Pointing to another factor contributing to the increased urbanization rate, she noted that in the period when cities expanded due to population growth and migration, some surrounding villages joined the urban complex, and the urbanization rate reached up to 75 percent.

About 24 percent of Iran's population is less than 15 years old, and some 6 percent is above 65 years old, while 70 percent of the population is 15-65 years old, she announced.

According to statistics, rural areas are holding a higher population of younger people, because fertility is still slightly higher than urban areas and migration from rural to urban areas generally occurs by the working population, in fact, about 27 percent of the rural population is aging less than 5 years old, she explained.

Although statistics showed that only seven percent of the rural women are working, it can be argued that in fact out of the 6.4 million women aged 15 to 65, about 40 percent are active as many of whom are involved in farming, animal husbandry, and poultry,” she explained.

Referring to the healthcare among rural women, she said that the country’s mortality rate is 5 per 1,000, but statistics show that the mortality rate is higher among men, with a rate of 6 per 1,000 while the figure is less than 5 per 1,000 among women.
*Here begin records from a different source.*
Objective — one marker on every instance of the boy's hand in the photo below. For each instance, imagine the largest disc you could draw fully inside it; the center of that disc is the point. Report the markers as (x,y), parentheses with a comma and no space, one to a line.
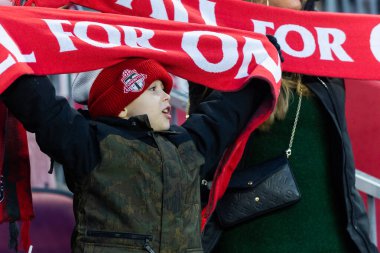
(273,40)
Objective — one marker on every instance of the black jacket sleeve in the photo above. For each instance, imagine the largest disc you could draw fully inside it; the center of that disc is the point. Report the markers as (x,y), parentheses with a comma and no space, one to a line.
(61,132)
(217,121)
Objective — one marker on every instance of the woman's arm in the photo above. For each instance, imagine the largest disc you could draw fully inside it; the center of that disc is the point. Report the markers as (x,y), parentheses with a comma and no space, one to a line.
(218,120)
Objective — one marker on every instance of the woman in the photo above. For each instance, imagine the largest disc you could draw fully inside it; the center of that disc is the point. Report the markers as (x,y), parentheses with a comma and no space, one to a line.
(330,217)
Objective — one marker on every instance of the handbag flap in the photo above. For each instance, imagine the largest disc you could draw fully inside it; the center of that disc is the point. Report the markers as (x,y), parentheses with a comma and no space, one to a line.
(252,176)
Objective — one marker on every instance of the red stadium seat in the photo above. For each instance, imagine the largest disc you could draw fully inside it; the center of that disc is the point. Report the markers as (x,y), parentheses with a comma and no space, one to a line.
(52,226)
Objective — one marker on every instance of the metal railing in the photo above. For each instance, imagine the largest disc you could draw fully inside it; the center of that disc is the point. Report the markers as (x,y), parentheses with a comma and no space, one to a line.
(371,187)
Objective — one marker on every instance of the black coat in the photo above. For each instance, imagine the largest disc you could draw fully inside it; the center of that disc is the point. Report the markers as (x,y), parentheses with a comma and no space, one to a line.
(331,93)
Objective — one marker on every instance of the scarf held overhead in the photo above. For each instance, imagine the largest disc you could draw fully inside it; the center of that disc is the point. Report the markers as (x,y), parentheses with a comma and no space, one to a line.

Abolfazl Razavi, the deputy vice-president for rural development and deprived areas, has said that some 60 percent of migrations from rural to urban areas are caused by the lack of appropriate jobs and sufficient income for educated people.

Measures taken to reverse migration by making people move to rural areas including providing facilities and sustainable job-generating has increased the rural population in some provinces of the country, he highlighted.